Judging International Judgments

Judging International Judgments

I’m grateful to the folks at Opinio Juris and VJIL for this opportunity to introduce readers to my article and to Roger for offering to serve as commentator.



My article discusses the Court’s decision last year in Sanchez-Llamas v. Oregon. Sanchez-Llamas addressed the precedential effect of ICJ judgments in domestic courts. (By contrast, Medellin v. Texas, which the Court heard last week, involves the enforcement of ICJ judgments themselves). In the article, I show how the main opinions in Sanchez-Llamas mirror the debate about international tribunals, and the ICJ in particular, that has preoccupied the international-law academy for the last decade. The Court’s opinion adopts what I call a dualist approach to ICJ judgments. It holds that ICJ judgments have only “information value” for domestic courts – ICJ judgments can supply good arguments and helpful analysis, but they cannot influence the outcome of a case, the way domestic precedent can, by virtue of their status as judicial pronouncements. The dissent, by contrast, adopts the comity model, which teaches that American courts should presumptively defer to ICJ judgments – should give them presumptive “disposition value” – in the interests of justice and global uniformity.

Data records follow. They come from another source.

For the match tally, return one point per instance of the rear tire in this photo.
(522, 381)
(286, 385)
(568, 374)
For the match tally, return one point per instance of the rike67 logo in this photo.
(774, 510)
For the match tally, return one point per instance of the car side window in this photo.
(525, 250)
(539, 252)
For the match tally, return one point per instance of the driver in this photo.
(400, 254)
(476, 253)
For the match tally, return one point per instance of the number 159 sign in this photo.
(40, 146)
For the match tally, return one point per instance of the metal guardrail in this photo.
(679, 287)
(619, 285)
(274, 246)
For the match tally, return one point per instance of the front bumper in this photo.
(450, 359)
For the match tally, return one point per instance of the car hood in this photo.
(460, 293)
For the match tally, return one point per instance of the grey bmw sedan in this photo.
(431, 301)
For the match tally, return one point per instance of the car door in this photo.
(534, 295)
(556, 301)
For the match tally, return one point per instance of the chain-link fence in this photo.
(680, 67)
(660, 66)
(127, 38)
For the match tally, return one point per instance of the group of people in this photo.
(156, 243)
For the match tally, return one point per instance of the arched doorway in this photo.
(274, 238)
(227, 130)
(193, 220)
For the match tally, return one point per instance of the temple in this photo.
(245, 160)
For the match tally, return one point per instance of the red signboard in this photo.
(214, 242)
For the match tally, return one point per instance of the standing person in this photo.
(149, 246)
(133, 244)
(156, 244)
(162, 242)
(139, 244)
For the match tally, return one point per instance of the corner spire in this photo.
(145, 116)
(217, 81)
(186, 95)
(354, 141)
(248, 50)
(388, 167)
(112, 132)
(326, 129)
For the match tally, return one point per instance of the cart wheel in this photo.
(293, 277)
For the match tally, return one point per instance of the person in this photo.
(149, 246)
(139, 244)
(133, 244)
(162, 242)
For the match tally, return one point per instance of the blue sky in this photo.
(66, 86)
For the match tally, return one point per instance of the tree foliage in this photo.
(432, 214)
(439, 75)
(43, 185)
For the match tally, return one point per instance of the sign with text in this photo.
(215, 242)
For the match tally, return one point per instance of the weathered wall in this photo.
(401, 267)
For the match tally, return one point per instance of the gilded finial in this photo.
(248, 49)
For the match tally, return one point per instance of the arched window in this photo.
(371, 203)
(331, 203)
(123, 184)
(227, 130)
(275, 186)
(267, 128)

I argue that the dualist approach is better than the comity model at balancing the advantages and disadvantages of international tribunals like the ICJ. The comity model draws support from inapposite regional analogies, both European and American, and fails to resolve the legitimacy problems of international tribunals. In rejecting the comity model, Sanchez-Llamas suggests that the American approach to international judgments will be a moderate and sensible one.